That 'little movie' of which she speaks was so successful that an inevitable sequel was spawned and she recently completed Princess Diaries II. Though announced and written fairly quickly, Hathaway does admit that she was reluctant to step into those Princess' shoes again. "I was very hesitant and nervous about doing the sequel, not because it was the sequel to the Princess Diaries but just because I think sequels in general are such difficult waters to navigate. So it took a lot to convince me that it was going to be ok and I credit most of that to Garry Marshall who held my hand through it and said "It's ok, this won't end anything. You're not repeating anything you're giving a fresh performance. It's all right, it's all right. People care about me'. Eventually, it was Garry sitting me down saying 'do you understand how happy this will make people, like little girls across the world?' He goes 'It's an extraordinary possibility that you have here to make people happy and you should really embrace that'. When it was put to me in that way I was like, ok, it's just ego getting in the way." Asked how the new film will see her develop, Hathaway says "Well, I didn't wear a wig in it or fake eyebrows so that is pretty nice. If Princess Diaries was about Mia making the transition from young girl to young woman, Princess Diaries II is about her going from young woman to a full on, actualized realized woman."
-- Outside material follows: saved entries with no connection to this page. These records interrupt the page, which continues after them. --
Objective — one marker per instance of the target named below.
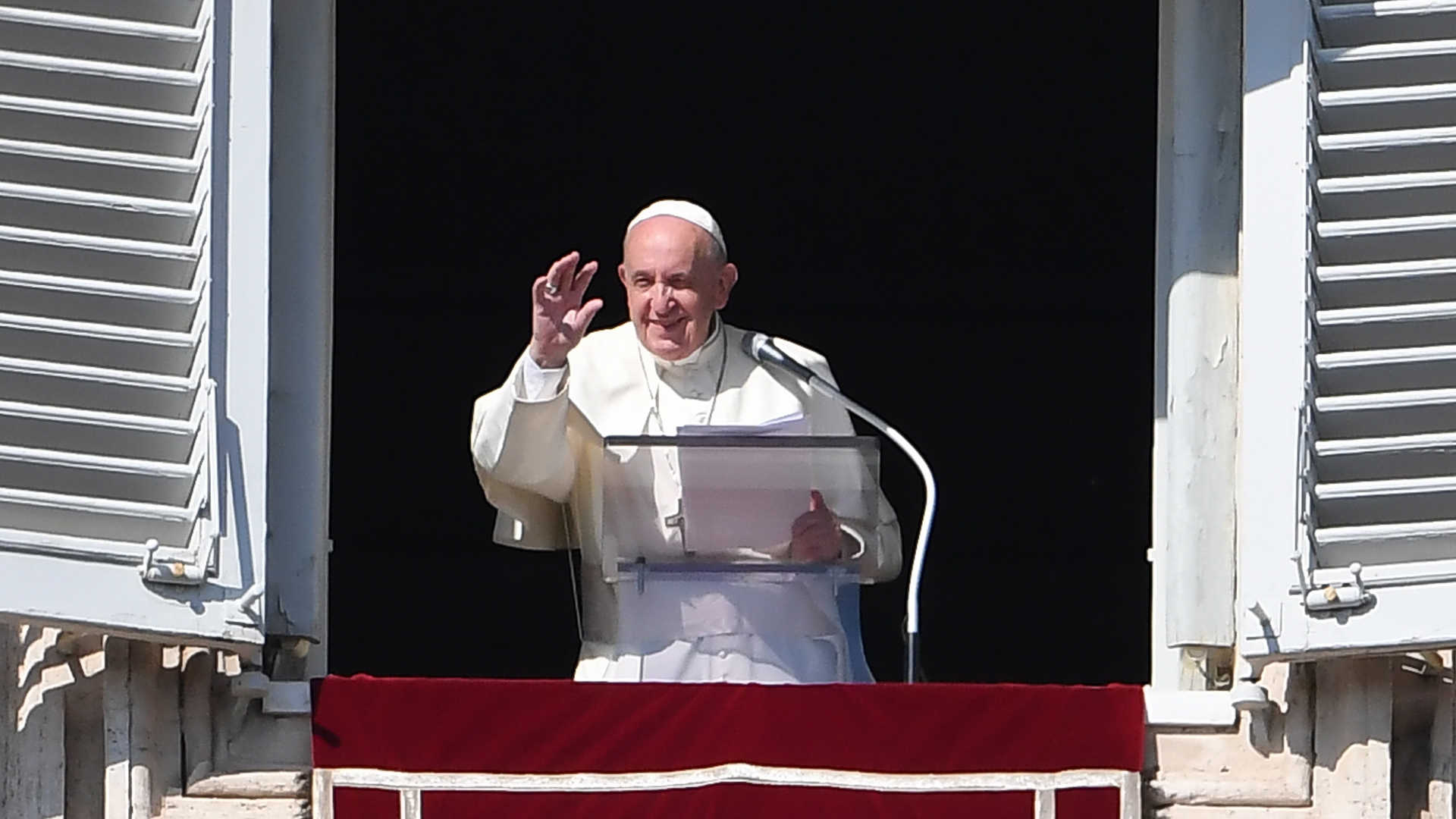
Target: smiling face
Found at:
(674, 283)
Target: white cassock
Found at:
(533, 441)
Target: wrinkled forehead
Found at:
(663, 243)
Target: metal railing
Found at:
(411, 786)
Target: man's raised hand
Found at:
(816, 534)
(558, 316)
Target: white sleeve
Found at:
(539, 382)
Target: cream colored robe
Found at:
(536, 463)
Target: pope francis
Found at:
(536, 444)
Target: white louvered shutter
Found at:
(111, 506)
(1348, 308)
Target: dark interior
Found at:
(956, 207)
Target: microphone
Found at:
(764, 350)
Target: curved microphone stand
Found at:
(762, 349)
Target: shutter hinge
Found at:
(1332, 596)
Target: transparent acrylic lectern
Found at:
(693, 538)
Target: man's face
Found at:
(673, 286)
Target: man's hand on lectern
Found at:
(817, 537)
(558, 316)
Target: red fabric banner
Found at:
(564, 727)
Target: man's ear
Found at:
(726, 280)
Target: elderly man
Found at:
(673, 365)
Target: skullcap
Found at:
(688, 212)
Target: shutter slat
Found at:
(104, 299)
(1382, 438)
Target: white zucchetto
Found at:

But to prove that she can do non-Princess roles, Hathaway's next film is quite distinctive. "I made a film called Havoc, which is very different. It was written by Steve Gaghan and directed by Barbara Kopple and that's kind of my very anti-princess role. I play a girl from Pacific Pallisades who forms a gang with her friends, goes around beating up other gangs, doing drugs and then becomes a hooker." Sounds like her Oscar winning role. "No hardly." Hathaway is also trying to finish college, where she is majoring in English and Political Science, "with an emphasis on international politics so I would like to pursue a career also as a philanthropist." She adds that it is in the area of women's rights through which she would be philanthropic. "That is something that I am feeling quite passionate about, the importance of equalizing people's views on women throughout the world. I'd also like to work with children a lot and try to raise money for AIDS research." And somewhere in between saving children, and acting, there is time to occasionally do normal things, like dating. "But not right now when my every waking moment is talking about fairy tales but my whole attitude about it is that you always need to have time to do normal things and normal is obviously just a really relative concept. However the thing about dating is that when you find the right person you make time for them."
If you're interested in becoming Anne's prince, Hathaway has clear ideas in what her ideal man is. "Eventually it is someone who - and I've managed to do this with pretty much everyone that I've ever had a relationship with - somebody that I wanted to remain friends with after we break up. The goal is to find someone that you can be yourself around that makes you laugh, that you're challenged by in a good way." Currently Hathaway is single, but not for want of trying. She says the opposite sex is scared of her and rarely approaches her. "I never ever, ever, ever, ever get hit on, wherever I go. I'm always with my friends who have relationships and guys really don't come up to me, or they come up and get autographs for their little sisters and then they go away. So I usually do most of the approaching. After all, how else am I going to get a date?".